Ci sono anche cinque albanesi residenti nella Bergamasca nell’organizzazione illecita di traffico di stupefacenti sgominata dalla Guardia di Finanza di Trento dopo due anni di indagini. Arrestati, i cinque extracomunitari sono accusati di associazione per delinquere finalizzata all’importazione e vendita di droga.
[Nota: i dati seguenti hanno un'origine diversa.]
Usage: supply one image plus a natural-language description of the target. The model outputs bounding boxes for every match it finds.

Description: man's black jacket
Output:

Il traffico di stupefacenti, secondo quanto accertato dalla Fiamme Gialle, consentiva all’organizzazione, gestita esclusivamente da albanesi e ramificata in tutta Italia, di effettuare frequenti trasporti di droga (2-3 kg alla volta), per un giro di affari di circa 100 milioni di euro. La cocaina, proveniente dal Sud America, veniva nascosta in auto prese a noleggio in Olanda e modificate da carrozzieri compiacenti e quindi trasportata fino in Italia. L’ eroina proveniva invece dalla Turchia e veniva trasportata via mare nascosta in container di navi fino al porto di Bari da dove veniva smistata dai corrieri.

I capi dell’organizzazione, secondo l’accusa, risiedevano all’estero, mentre a Rovereto, Milano, Bari, Brescia, Alessandria e anche Bergamo agivano referenti per il territorio che si servivano di fornitori, sempre gli stessi. Nel nostro territorio gli agenti hanno arrestato Julian Farruku, nato in albania e residente a Calcio; Besnik Rokaj, detto Niku, 38 anni, residente ad Adrara San Martino; Ferdinand Shtemari, detto Fredi, di 42 anni, residente a Sarnico; Ermir Hodo, detto Miri, 37 anni, residente ad Adrara San Martino, così come Indrit Ferri di 30 anni.

Le indagini sono state avviate nel marzo 2001, quando a Rovereto e nella Vallagarina i finanzieri del Gruppo operativo antidroga hanno scoperto otto presunti trafficanti albanesi, collegati con alcuni siciliani originari di Caltanissetta e residenti nella zona di Rovereto. Grazie ad un serrato lavoro di intercettazioni telefoniche, gli inquirenti hanno puntato le indagini verso la Puglia e la Lombardia ricostruendo l’organigramma dell’ organizzazione. Nelle telefonate intercettate, i presunti trafficanti utilizzavano sempre un linguaggio cifrato per indicare la droga, che veniva indicata con nomi di cibi e bevande come caffé, the o latte.